Men’s business

Pictured: Jason Baird, Flinders research trainee, and Jahdai Vigona, staff member of YBMenNT.

By Bill Condie

We will never close the gap in Indigenous health unless we engage with the men, says Professor James Smith.

For Professor Smith, his career-long interest in men’s health will hit a new milestone this year when he partners with the Movember Institute of Men’s Health for its long-term, largescale evaluation of Indigenous men’s wellbeing across Australia, Aotearoa New Zealand, Canada, and the US.

Professor Smith, Dr Kootsy Canuto, Associate Professor in Aboriginal Torres Strait Islander male health and well-being, and their team will co-lead the evaluation of the Australian arm of Movember Foundation’s Indigenous Social and Emotional Wellbeing Initiatives program, which is aimed at combating the health inequalities faced by Indigenous men through holistic community-driven approaches.

“We will carry out the evaluation over a five-year timeframe,” says Professor Smith. “It’s a significant investment by Movember and, sadly, it’s urgently needed. Indigenous men everywhere experience higher rates of chronic disease, mental ill-health, earlier mortality, and substance use issues than the wider community. We need appropriately tailored health programs and services to better meet their needs.”

Professor Smith is no stranger to the problem.

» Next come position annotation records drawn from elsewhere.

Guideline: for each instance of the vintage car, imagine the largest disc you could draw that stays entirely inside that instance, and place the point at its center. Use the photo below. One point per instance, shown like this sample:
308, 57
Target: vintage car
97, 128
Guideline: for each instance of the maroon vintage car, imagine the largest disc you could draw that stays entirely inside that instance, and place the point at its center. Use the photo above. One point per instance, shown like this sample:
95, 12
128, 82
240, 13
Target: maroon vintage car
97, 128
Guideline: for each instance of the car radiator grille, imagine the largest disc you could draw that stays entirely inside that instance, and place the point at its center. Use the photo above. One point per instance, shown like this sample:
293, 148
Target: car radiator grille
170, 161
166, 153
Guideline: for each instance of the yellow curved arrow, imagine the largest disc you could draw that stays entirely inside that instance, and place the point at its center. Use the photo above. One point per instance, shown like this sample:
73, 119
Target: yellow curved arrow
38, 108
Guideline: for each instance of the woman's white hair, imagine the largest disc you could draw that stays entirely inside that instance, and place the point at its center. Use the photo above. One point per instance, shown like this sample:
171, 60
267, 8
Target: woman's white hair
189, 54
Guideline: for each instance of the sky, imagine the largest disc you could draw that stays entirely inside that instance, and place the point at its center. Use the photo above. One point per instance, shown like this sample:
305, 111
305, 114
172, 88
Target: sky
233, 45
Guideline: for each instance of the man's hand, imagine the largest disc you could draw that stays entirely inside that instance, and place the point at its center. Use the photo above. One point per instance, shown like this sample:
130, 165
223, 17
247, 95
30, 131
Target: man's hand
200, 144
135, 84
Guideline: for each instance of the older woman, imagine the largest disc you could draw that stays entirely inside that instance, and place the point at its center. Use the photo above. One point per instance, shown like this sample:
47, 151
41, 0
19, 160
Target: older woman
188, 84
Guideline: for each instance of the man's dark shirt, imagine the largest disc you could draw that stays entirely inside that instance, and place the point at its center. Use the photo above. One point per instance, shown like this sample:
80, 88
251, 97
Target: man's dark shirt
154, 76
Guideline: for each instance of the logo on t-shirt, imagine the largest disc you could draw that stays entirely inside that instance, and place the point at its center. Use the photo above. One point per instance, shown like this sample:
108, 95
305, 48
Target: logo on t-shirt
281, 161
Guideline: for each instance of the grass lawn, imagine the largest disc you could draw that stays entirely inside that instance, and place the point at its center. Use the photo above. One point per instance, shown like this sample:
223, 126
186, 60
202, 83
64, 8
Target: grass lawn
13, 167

As the Deputy Dean of Rural and Remote Health – NT, and Matthew Flinders Professor (Health and Social Equity) at Flinders University, he has 20 years of experience working in men’s health, with much of his work focused on improving Aboriginal and Torres Strait Islander health and education outcomes in South Australia and the Northern Territory.

“We’re focused on growing Aboriginal and Torres Strait Islander researchers and research staff and building strong, meaningful relationships with Indigenous communities,” he says.

Professor Smith has always had a deep interest in men’s health since his undergraduate studies in human movement at the University of South Australia, where he completed a short course in men’s health.

“It was the first of its type in Australia and delivered by Professor Murray Drummond, who’s now also a Professor and Director of the Sport, Health, Activity, Performance and Exercise (SHAPE) Research Centre at Flinders,” says Professor Smith. After university, he began working in a men’s health practice role at the Royal Adelaide Hospital before pursuing a PhD.

“At the same time, I was developing a stronger interest in concepts of health equity and recognised that there were some priority populations of men who were marginalised, who were very vulnerable from a health and social equity point of view. And that included Aboriginal and Torres Strait Islander boys and men.”

That led him 16 years ago to the NT where he could marry his interest in men’s health with Aboriginal and Torres Strait Islander health and well-being research, policy and practice, with Flinders colleagues.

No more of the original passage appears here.